Кто-то неистово завопил у ворот, она услышала, но не обернулась, хотя ей захотелось обернуться и показать ему дулю. Она продолжала подниматься, прямая, строгая и святая, потому что на нее смотрели ее сыновья. Она не знала, что на нее смотрит весь мир.

Эпилог

Множество людей скончалось на глазах у старухи.

Здесь умер и один молодой рыжеволосый главарь из помацких выселков над Тымрышем. В лихорадке, в бреду он поминал имя Мемеда-аги. Однажды, незадолго до смерти, он рассказал, как вместе со своими людьми убил на Власовице трех старцев — посланцев перуштинских богачей к Тымрышлии. Когда велись переговоры, рыжий был там в желтом шатре на вершине. Столковались пощадить Перуштицу за семь тысяч лир откупа. Все главари были довольны, но, когда старцы двинулись в обратный путь, чтобы передать весть о спасении, Мемед-ага сказал: «Семь тысяч в руки нам отсчитают, а остальные сами возьмем, когда захватим село!» Тогда молодой главарь вышел из шатра, со своими людьми обогнал старцев на спуске с холма и убил их. Чтоб не отнесли они вниз, в село, обманной вести. После ему пришлось скрываться от гнева Мемеда-аги, он долго скитался и наконец попал в караван-сарай. «Мой дед, — говорил он, — часто повторял, что во времена Алтын-спахилы мы поддались и сменили веру только потому, что искали более мелкого брода… Через поток… А потом вовсе потеряли дорогу. Но пусть люди знают, — пытался он приподнять голову, — и пусть помнят, что не все мы такие, как Мемед-ага…» Так закончил главарь, подняв дрожащий восковой палец, словно заклиная: «Пусть помнят!..»

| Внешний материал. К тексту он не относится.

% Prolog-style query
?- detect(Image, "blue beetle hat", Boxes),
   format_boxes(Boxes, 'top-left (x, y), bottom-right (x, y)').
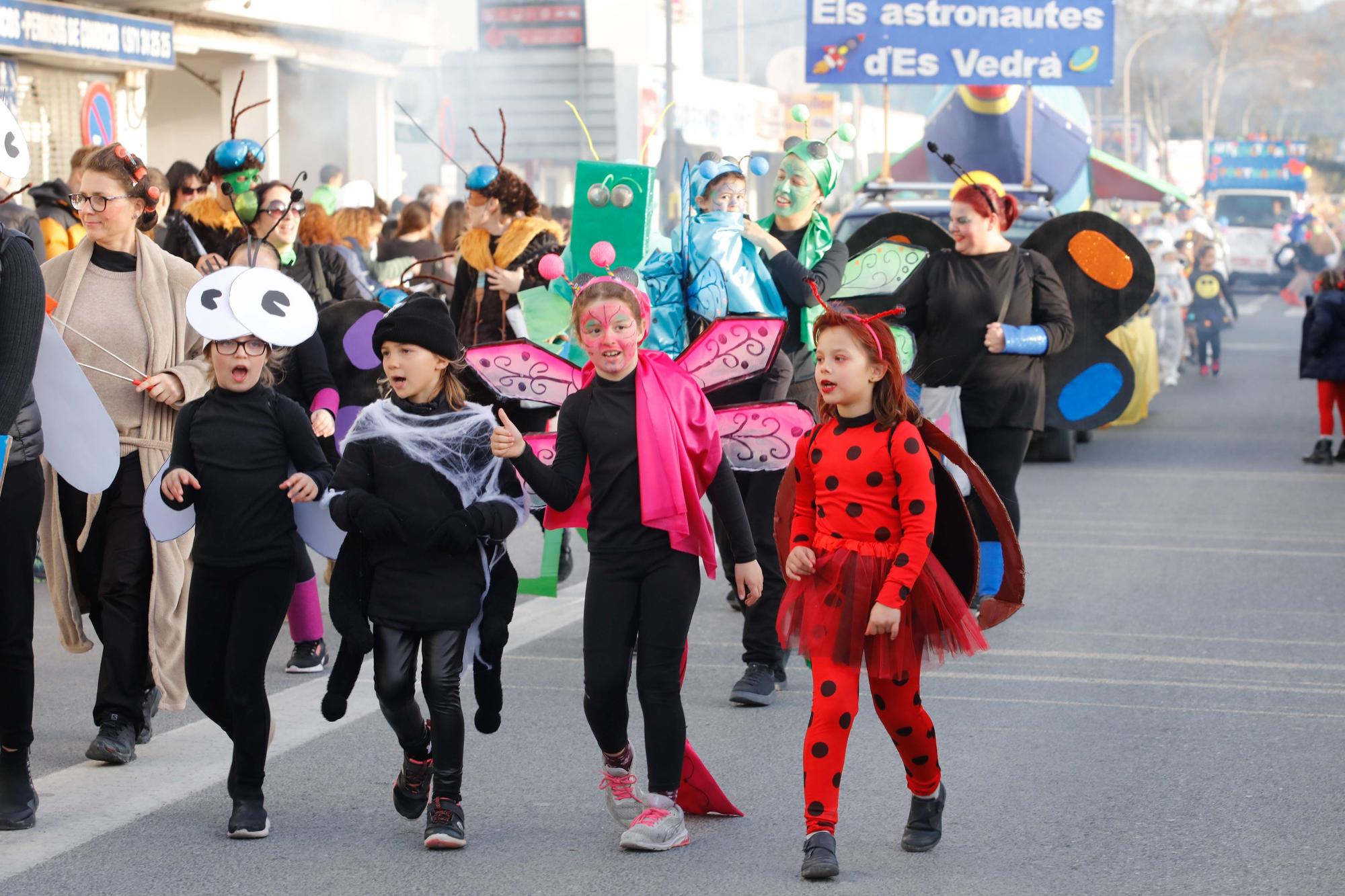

Был здесь и маленький, растаявший, как свеча, человечек, который бредил песнями. Крупный пот каплями выступал у него на лбу и шее, он корчился в судорогах и все пел в полузабытьи тоненьким, хрипловатым голоском. Его бред был самым страшным. Но он не умер. Перестал бредить, начал разговаривать с людьми, а через несколько дней вытащил из торбы гуслу. До самого вечера настраивал, задумчиво пощипывая струны кончиками пальцев, а потом потянул смычком и начал:

Спрашивал султан, расспрашивал:

— Арапы черные, гаджали[57],

кто приведет ко мне проклятого

бунтовщика-учителя,

перуштинца страшного?

Арапы черные ответили,

арапы и гаджали:

— Султан, владетель наш, помилуй нас,

не посылай к нему — ведь ведает

отродье это самодивское

любые заклинанья хитрые,

и знает травы отворотные,

и повернет нас супротив тебя!

Здесь, в этом караван-сарае, среди этих людей умерла бабка Гюрга, а за ней и Деянка — последний побег большого богатого рода Хадживраневых из Перуштицы.

А Исмаил-ага заперся в мужской половине Устин-сарая. Он заново все передумывал, взвешивал свою вину, а подчас, вспоминая бабку Хаджийку, стонал от ярости. Осенью он неожиданно решил покинуть Устину. Продал Шабану-аге свою долю поместья и уехал далеко на юг вместе с пятью женами и новой своей бедой, не только мужской и не только своей.